Data analysis for clustering¶

In this section we will use some visualization techniques to check for eventually discrepancies/patterns from the statistical point of view, on the dataset. This will enable us to verify if there are any features that will create any relevant pattern that could lead to a pattern to build a customer profile, guided by the compliance response. Therefore, the summarizing, the idea is to try to build a persona that most probably would accept the offer of the campaing, and a persona who most probably will not. To do this, we must create some corralation analysis, to check the viability of using common cluster techniques to build this personas profiles.

Reading the DataSet¶

First we will read the dataset:

[1]:

import pandas as pd

data_path = './ifood-data-business-analyst-test/ml_project1_data.csv'
dataset = pd.read_csv(data_path)

Preprocessing¶

Here we need to provide a simple preprocess to the data to remove possible non informative data, to create information fields that are more suitable for interpretation, some encoding of the features (since some are categorical), also we will make some normalization on the data to avoid over weighting errors and so on…

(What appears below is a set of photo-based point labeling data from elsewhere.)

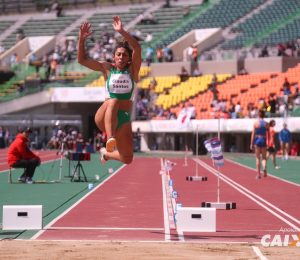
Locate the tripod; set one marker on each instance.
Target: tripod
(78, 169)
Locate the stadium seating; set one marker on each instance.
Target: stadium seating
(44, 27)
(186, 90)
(213, 16)
(261, 22)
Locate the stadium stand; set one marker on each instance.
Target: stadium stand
(260, 24)
(44, 27)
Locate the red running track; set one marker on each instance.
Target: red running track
(44, 155)
(129, 206)
(250, 221)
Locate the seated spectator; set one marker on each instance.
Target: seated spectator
(184, 74)
(295, 149)
(159, 54)
(264, 52)
(167, 54)
(149, 55)
(2, 49)
(148, 19)
(20, 156)
(196, 72)
(186, 10)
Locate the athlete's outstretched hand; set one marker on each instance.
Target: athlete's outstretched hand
(85, 30)
(118, 27)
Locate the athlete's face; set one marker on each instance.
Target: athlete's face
(121, 58)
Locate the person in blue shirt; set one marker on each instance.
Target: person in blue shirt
(259, 137)
(285, 139)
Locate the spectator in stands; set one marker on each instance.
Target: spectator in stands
(190, 53)
(167, 54)
(184, 74)
(264, 52)
(195, 54)
(57, 8)
(148, 37)
(2, 49)
(295, 149)
(147, 19)
(271, 151)
(286, 93)
(47, 67)
(259, 137)
(20, 35)
(186, 11)
(20, 156)
(281, 49)
(159, 54)
(296, 98)
(149, 55)
(272, 105)
(113, 116)
(2, 137)
(285, 139)
(213, 87)
(196, 72)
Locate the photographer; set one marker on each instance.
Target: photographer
(20, 156)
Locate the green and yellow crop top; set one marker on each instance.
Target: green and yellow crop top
(119, 84)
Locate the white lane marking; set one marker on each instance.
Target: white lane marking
(259, 253)
(244, 191)
(103, 228)
(76, 203)
(165, 207)
(273, 176)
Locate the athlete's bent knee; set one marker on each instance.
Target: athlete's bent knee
(127, 159)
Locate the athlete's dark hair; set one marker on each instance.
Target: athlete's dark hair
(125, 45)
(272, 122)
(261, 113)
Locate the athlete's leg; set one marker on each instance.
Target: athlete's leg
(111, 120)
(287, 150)
(257, 160)
(99, 117)
(264, 160)
(124, 152)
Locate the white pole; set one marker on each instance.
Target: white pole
(197, 150)
(185, 156)
(61, 158)
(219, 137)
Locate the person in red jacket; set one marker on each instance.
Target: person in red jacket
(20, 156)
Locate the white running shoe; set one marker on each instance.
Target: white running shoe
(102, 153)
(111, 144)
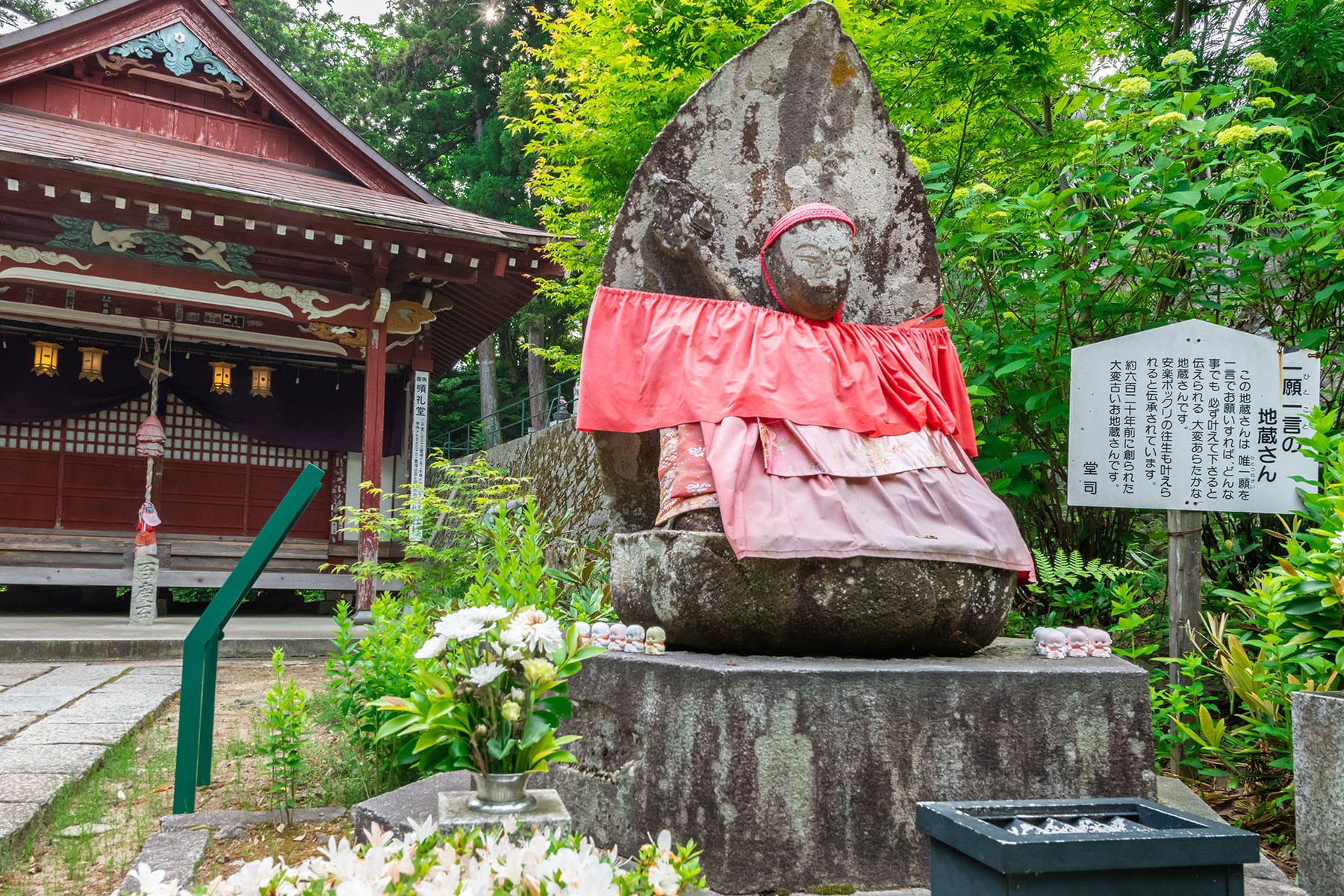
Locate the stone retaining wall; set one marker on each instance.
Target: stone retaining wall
(564, 469)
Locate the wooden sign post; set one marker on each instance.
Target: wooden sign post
(1189, 418)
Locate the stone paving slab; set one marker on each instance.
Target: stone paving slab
(38, 700)
(15, 817)
(60, 722)
(176, 853)
(30, 788)
(67, 759)
(15, 673)
(49, 732)
(18, 722)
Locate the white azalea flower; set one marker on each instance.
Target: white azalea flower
(535, 630)
(484, 673)
(433, 649)
(665, 880)
(148, 877)
(421, 832)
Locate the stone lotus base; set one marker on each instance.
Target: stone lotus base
(796, 773)
(692, 586)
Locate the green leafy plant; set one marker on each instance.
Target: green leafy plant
(363, 669)
(1182, 200)
(491, 696)
(287, 732)
(1281, 635)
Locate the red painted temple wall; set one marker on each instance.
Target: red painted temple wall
(167, 111)
(84, 474)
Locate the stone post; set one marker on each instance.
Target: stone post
(1319, 770)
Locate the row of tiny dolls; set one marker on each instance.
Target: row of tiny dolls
(1057, 644)
(618, 637)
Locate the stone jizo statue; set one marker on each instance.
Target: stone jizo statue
(789, 482)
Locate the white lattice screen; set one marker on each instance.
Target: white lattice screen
(108, 433)
(191, 437)
(37, 437)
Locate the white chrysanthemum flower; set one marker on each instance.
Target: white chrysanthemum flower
(460, 626)
(487, 615)
(433, 649)
(484, 673)
(535, 630)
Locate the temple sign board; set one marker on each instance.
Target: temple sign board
(1191, 417)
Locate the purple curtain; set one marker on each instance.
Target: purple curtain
(27, 398)
(309, 414)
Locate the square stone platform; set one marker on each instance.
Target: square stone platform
(797, 773)
(549, 812)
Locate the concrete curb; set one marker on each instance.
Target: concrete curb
(156, 649)
(181, 840)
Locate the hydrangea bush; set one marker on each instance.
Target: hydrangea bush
(492, 689)
(1183, 199)
(464, 862)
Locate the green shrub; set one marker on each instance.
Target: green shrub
(1284, 635)
(287, 732)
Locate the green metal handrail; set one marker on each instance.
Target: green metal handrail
(201, 650)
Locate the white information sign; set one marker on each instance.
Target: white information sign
(420, 448)
(1189, 417)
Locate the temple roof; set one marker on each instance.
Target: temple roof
(75, 146)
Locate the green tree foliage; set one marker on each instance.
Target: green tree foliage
(20, 13)
(329, 57)
(1186, 206)
(961, 80)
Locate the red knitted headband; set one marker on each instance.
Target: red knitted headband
(812, 211)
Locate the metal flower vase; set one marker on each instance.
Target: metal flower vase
(500, 794)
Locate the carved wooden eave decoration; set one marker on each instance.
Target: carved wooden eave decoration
(136, 25)
(38, 267)
(793, 119)
(181, 52)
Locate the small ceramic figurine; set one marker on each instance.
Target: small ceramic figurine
(601, 635)
(1054, 645)
(1098, 642)
(1077, 640)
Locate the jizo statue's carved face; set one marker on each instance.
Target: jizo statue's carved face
(809, 267)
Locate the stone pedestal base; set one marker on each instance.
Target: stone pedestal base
(694, 586)
(796, 773)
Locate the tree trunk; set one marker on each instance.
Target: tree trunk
(537, 374)
(490, 391)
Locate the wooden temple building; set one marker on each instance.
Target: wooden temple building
(164, 184)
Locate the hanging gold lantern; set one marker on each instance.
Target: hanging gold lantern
(222, 378)
(45, 358)
(261, 381)
(90, 363)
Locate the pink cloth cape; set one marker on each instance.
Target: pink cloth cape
(942, 512)
(653, 361)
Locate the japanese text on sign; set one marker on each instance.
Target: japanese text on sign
(1189, 417)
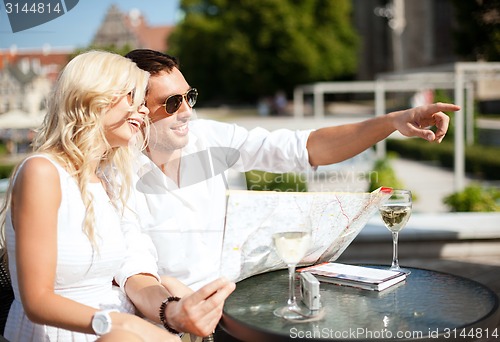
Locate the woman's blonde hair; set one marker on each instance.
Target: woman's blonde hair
(72, 132)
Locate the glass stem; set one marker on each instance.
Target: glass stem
(395, 262)
(291, 286)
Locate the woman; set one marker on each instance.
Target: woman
(62, 216)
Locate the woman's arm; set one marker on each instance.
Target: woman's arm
(36, 199)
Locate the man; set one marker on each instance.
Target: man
(182, 185)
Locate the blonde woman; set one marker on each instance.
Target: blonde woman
(62, 217)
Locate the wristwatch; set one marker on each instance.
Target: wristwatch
(101, 322)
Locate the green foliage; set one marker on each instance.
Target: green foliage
(474, 198)
(242, 50)
(267, 181)
(383, 175)
(477, 36)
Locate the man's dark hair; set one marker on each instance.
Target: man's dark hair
(152, 61)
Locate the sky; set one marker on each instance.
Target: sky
(77, 27)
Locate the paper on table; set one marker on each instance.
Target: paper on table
(336, 217)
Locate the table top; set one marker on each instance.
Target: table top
(427, 305)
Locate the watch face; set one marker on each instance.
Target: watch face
(101, 323)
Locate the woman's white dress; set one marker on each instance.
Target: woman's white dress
(83, 274)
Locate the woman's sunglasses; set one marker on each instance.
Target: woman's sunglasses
(173, 102)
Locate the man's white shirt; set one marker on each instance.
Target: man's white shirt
(185, 222)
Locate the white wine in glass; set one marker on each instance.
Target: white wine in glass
(395, 213)
(291, 244)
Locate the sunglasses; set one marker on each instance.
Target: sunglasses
(174, 102)
(130, 99)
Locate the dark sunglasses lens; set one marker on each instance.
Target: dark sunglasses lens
(191, 97)
(173, 103)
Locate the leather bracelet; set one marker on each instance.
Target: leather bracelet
(163, 316)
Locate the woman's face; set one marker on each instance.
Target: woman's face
(121, 124)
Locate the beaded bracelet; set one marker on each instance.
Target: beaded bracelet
(163, 316)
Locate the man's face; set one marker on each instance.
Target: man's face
(168, 132)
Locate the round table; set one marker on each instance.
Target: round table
(428, 305)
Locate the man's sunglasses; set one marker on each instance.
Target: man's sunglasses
(173, 102)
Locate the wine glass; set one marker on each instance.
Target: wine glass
(291, 240)
(395, 213)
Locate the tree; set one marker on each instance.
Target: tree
(477, 36)
(242, 50)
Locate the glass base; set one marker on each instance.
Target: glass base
(292, 312)
(400, 269)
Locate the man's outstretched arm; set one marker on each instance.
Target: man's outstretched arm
(337, 143)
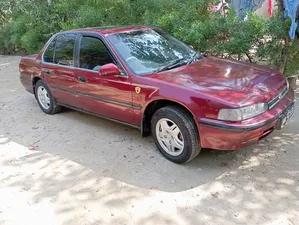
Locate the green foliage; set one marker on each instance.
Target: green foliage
(29, 23)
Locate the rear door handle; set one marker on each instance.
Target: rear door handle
(47, 72)
(82, 79)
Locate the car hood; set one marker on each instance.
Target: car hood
(227, 80)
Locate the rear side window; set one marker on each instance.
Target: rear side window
(64, 50)
(49, 53)
(93, 53)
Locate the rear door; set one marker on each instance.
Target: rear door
(109, 96)
(59, 70)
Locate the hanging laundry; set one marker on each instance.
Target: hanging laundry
(291, 8)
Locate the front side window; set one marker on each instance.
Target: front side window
(148, 51)
(49, 53)
(64, 50)
(93, 54)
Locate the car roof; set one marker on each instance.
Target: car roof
(110, 29)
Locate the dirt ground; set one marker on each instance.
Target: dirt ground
(76, 169)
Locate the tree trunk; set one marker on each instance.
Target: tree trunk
(285, 49)
(284, 55)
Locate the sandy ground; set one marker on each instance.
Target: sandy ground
(76, 169)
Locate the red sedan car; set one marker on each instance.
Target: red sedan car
(148, 79)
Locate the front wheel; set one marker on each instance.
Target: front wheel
(175, 134)
(45, 99)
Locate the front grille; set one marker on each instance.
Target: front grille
(278, 97)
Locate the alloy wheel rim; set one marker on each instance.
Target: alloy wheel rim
(170, 137)
(43, 97)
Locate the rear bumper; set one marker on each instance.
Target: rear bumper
(223, 135)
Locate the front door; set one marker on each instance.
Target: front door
(108, 96)
(59, 70)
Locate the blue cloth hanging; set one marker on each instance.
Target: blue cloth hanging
(291, 8)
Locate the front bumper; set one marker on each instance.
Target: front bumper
(224, 135)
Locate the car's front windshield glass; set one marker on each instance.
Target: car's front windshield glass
(149, 51)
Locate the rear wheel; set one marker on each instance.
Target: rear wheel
(175, 134)
(45, 99)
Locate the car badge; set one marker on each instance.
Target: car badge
(137, 90)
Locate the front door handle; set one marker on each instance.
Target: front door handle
(82, 79)
(47, 72)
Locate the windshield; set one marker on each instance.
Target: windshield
(149, 51)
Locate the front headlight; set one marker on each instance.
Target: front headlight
(242, 113)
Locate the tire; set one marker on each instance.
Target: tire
(45, 98)
(177, 145)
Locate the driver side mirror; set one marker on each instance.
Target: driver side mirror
(109, 70)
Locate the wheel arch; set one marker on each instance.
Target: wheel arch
(155, 105)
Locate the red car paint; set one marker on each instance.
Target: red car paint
(203, 88)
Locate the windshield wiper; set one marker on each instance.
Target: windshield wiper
(171, 65)
(194, 58)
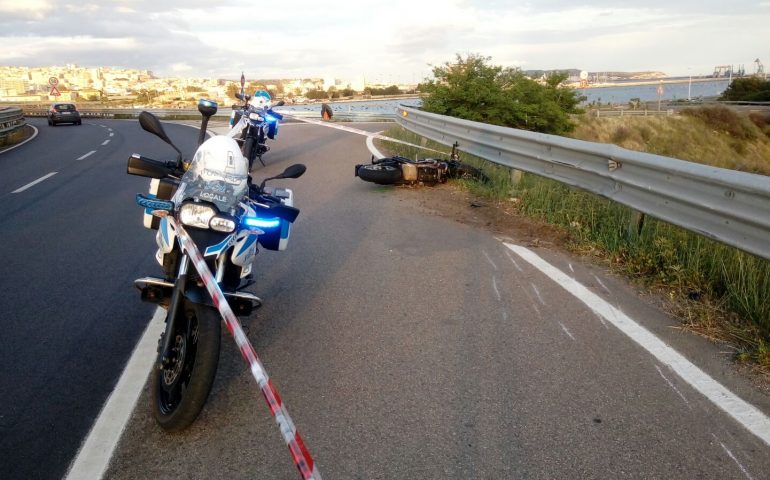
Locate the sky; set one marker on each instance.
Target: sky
(384, 41)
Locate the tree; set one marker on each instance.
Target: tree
(473, 89)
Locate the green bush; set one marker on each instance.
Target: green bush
(473, 89)
(750, 89)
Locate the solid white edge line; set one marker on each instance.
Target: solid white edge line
(33, 183)
(25, 141)
(86, 155)
(95, 453)
(372, 148)
(743, 412)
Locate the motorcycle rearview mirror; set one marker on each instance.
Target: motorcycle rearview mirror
(150, 123)
(207, 109)
(293, 171)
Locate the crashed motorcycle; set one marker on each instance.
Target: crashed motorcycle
(399, 170)
(253, 123)
(212, 197)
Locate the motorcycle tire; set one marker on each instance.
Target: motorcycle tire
(248, 146)
(379, 174)
(179, 391)
(467, 172)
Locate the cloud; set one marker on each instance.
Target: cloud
(28, 9)
(396, 39)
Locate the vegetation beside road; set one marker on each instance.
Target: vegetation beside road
(718, 290)
(748, 89)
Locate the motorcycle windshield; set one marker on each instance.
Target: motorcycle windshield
(215, 177)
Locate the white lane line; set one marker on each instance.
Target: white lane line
(86, 155)
(25, 141)
(97, 449)
(671, 385)
(514, 261)
(602, 285)
(565, 330)
(489, 259)
(537, 292)
(730, 454)
(497, 291)
(32, 184)
(743, 412)
(372, 148)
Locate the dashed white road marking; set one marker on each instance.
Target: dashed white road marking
(497, 291)
(86, 155)
(97, 449)
(565, 330)
(672, 385)
(743, 412)
(602, 284)
(32, 184)
(537, 292)
(489, 259)
(371, 147)
(514, 261)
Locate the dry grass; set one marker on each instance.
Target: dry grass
(700, 137)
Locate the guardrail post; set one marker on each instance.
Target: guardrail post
(635, 224)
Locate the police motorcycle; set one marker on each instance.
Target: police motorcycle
(226, 216)
(253, 123)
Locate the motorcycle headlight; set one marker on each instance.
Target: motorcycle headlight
(222, 224)
(196, 215)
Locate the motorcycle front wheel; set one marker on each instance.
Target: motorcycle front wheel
(179, 391)
(379, 174)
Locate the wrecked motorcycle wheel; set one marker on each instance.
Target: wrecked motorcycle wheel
(179, 391)
(379, 174)
(466, 172)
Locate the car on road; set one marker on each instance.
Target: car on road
(63, 113)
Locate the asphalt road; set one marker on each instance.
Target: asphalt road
(405, 345)
(71, 247)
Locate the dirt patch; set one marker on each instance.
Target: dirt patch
(451, 201)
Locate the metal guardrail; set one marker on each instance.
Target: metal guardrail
(725, 205)
(223, 112)
(632, 113)
(10, 119)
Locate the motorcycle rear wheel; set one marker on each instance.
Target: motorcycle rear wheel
(179, 391)
(379, 174)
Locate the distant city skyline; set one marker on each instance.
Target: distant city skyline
(392, 42)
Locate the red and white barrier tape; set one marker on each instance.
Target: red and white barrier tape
(359, 132)
(299, 452)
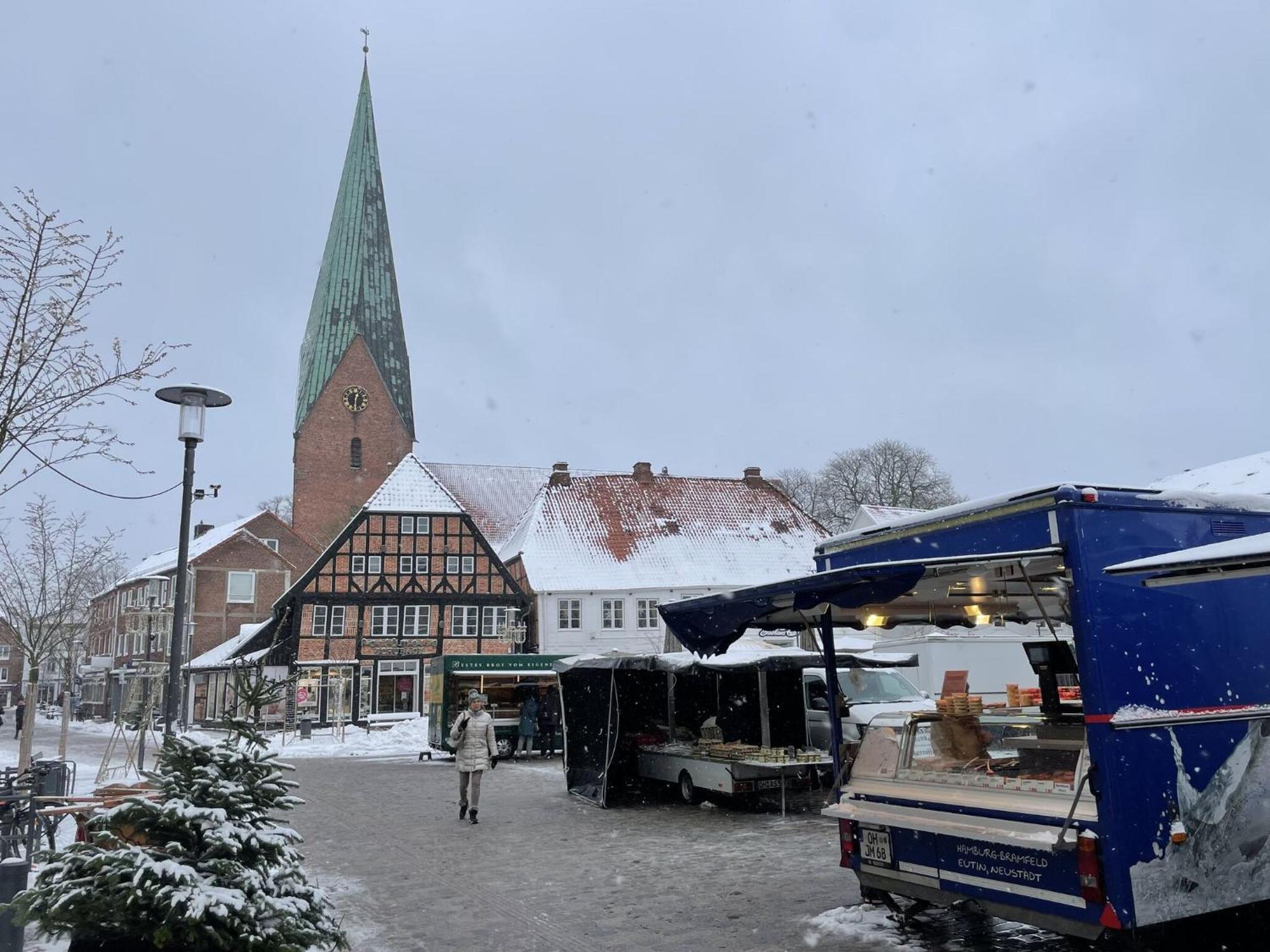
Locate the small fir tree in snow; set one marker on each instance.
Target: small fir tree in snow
(203, 868)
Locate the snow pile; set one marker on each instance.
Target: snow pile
(1131, 714)
(1226, 859)
(866, 927)
(402, 739)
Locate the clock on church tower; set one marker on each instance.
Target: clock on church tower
(356, 400)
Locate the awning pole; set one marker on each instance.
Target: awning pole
(765, 720)
(1032, 588)
(831, 680)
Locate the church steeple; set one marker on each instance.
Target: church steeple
(358, 291)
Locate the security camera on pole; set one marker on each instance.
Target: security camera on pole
(194, 402)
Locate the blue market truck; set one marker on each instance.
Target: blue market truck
(1142, 803)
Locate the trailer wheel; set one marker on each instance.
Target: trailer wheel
(688, 789)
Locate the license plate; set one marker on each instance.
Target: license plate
(876, 847)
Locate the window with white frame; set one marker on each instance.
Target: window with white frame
(463, 621)
(384, 621)
(241, 588)
(417, 621)
(646, 614)
(613, 614)
(495, 618)
(570, 612)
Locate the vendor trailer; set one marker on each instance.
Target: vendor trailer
(1141, 804)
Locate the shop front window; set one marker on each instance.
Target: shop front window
(396, 692)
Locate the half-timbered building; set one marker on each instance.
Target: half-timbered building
(410, 577)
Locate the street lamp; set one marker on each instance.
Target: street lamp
(194, 402)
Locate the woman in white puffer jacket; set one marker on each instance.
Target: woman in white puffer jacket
(476, 751)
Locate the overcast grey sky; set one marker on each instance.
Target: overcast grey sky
(1028, 237)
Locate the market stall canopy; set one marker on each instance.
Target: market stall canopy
(1234, 559)
(947, 592)
(778, 659)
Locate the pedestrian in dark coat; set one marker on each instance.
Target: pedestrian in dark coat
(529, 725)
(549, 720)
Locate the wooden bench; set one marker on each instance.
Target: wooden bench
(388, 720)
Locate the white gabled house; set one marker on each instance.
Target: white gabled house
(598, 554)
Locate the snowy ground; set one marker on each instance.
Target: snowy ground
(547, 871)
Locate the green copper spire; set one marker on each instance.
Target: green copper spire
(356, 290)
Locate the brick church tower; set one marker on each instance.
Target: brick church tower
(355, 421)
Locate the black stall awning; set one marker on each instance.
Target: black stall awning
(947, 591)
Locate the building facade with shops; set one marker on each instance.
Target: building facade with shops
(410, 578)
(237, 573)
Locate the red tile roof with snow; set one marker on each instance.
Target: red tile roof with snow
(617, 532)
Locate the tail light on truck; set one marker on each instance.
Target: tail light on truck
(1089, 869)
(848, 841)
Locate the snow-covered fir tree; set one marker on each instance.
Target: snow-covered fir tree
(203, 868)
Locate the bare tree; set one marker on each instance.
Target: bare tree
(49, 573)
(51, 374)
(102, 577)
(279, 506)
(887, 473)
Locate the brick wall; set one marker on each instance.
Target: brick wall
(215, 618)
(327, 491)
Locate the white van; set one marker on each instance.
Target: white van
(867, 692)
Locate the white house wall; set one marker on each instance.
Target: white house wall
(592, 637)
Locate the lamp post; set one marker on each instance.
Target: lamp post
(194, 402)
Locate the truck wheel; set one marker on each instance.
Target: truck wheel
(688, 789)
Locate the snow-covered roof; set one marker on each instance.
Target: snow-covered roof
(878, 515)
(224, 653)
(163, 563)
(495, 497)
(1249, 474)
(412, 488)
(622, 532)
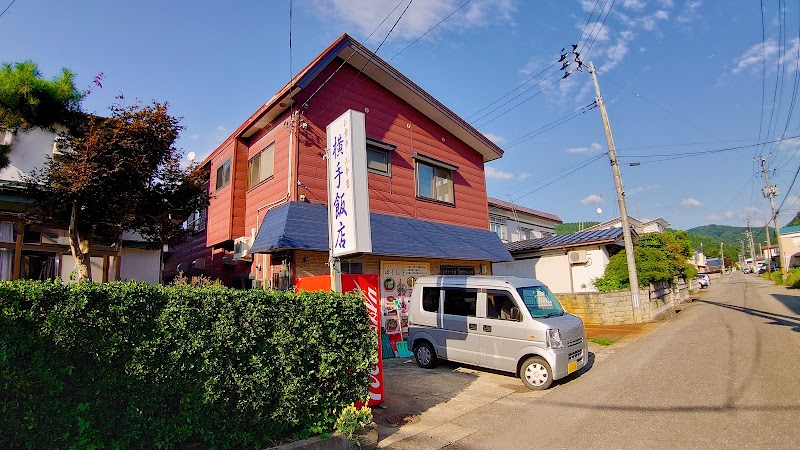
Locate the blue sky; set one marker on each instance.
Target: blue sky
(678, 76)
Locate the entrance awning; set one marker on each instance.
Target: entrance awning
(304, 226)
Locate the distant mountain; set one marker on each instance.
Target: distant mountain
(573, 227)
(729, 235)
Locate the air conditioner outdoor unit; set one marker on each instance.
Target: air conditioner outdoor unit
(241, 248)
(6, 137)
(577, 257)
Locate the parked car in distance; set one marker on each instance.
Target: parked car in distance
(703, 280)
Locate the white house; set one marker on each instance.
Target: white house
(657, 225)
(567, 263)
(517, 223)
(36, 251)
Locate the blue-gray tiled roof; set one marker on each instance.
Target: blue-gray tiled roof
(298, 225)
(580, 238)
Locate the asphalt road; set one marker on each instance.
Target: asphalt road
(723, 373)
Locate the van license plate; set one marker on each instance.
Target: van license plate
(572, 367)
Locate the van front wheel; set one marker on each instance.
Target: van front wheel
(536, 374)
(425, 355)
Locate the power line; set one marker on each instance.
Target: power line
(518, 104)
(305, 105)
(551, 125)
(668, 157)
(429, 30)
(7, 8)
(565, 175)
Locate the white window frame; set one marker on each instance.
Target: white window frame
(266, 166)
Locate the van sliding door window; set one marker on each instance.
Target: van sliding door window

Notice that most functions to do the preprocessing here are implemented in a separated code, since it could be used for other models, and for later analysis.

[2]:

from utils import *

Pipeline¶

The preprocessing pipeline, for the XGBoost classification algorithm will be the one, as follows:

Step #1 First we will replace some fields with more interpretable information (Birth date => Age, Customer Registration => Persistence, …)
Step #2 Then some non informative features will be dropped from the analysis, e.g. features that are constant in all samples (which does not provide any information)
Step #3 Since we have only 24 samples with NaN (or null) values, we can drop those from the dataset, instead of concerning with interpolation and so on…

This pipeline was first developed for the prediction model XGBoost, and is beeing borrowed for this analysis.

[3]:

dataset = support.replaceFields(dataset)             # Step #1

dataset = support.dropNonInformative(dataset)        # Step #2

df = dataset.dropna()                                # Step #3

Features dropped: ['Z_CostContact', 'Z_Revenue']

Correlation analysis¶

To check if there are any features that are most correlated with each other, and check for possible relations to start building the profiles, a heatmap of the cross correlation matrix of the dataset will be created:

[6]:

import seaborn as sns
import matplotlib.pyplot as plt

# Correlation Matrix Heatmap
f, ax = plt.subplots(figsize=(18, 15))

corr = df.corr()
hm = sns.heatmap(round(corr,2), annot=True, ax=ax, cmap="coolwarm",fmt='.2f',
                 linewidths=.05)
f.subplots_adjust(top=0.93)
t = f.suptitle('Features Correlation Heatmap', fontsize=14)

From the above image, we might realise that the last line (Response feature) does not present any highly correlated feature (not even positive or negative correlation), e.g. the highest correlation lies in 32% wich is pretty poor. But before discanting the possibility to create a persona guided by the Response feature, lets try to see those distributions.

To do that we can build a cross feature scatter plot, together with each feature statistical density distribution to check for some mathematical relations. Notice that the correlation heat map above provide a lot of statistical information about the data. The mathematical point of view provided in the next figure, will show how much complex a transformation must be, to create a feasible multi dimensional space capable of creating relations between the data.

[8]:

import seaborn as sns
import matplotlib.pyplot as pp

# Remove some categorical fields
phi = df.loc[:, ~df.columns.isin(['ID'])].to_numpy()

# Build some other dataset patterns

# Pair-wise Scatter Plots
pp = sns.pairplot(df, hue='Response', size=1.8, aspect=1.8,
                  plot_kws=dict(edgecolor="k", linewidth=0.5),
                  palette={1: "#673ab7", 0: "#ff5722"},
                  diag_kind="kde", diag_kws=dict(shade=True))

fig = pp.fig
fig.subplots_adjust(top=0.93, wspace=0.3)
t = fig.suptitle('Features Pairwise Plot Patterns', fontsize=14)

There are several things to notice from the above plot. The first one is that the assumption of not beeing able to create a persona for each Response is correct! It is not possible, with conventional clusterization technique, create two customer profiles that will probably fit the each Response result. This is proven using the diagonal distributions, where one see that no inference/hypotesis test would be appliable to any of those statistical distributions. They actually have a simillar statistical nature at each feature for both Response values.

From the scatter plots, we can see that the Response samples are very randomized distributed. And therefore, nothing less complex then a radial basis function (which can represent high dimension distributions) could be able to build a geometrical space where each of those features could be segregated. Therefore no simple cluster technique will be able to create confident clusterizations of this dataset.

Actually some spectral cluster algorithms would be able to do as such clusterizations. But it is a lot of work to not be sure about the result. We now know that we need some highlly complex geometrical space builder to segregate those data… So lets go to then. Those would be Support Vector Machine, Extreme Gradients, Deep Networks, and so on.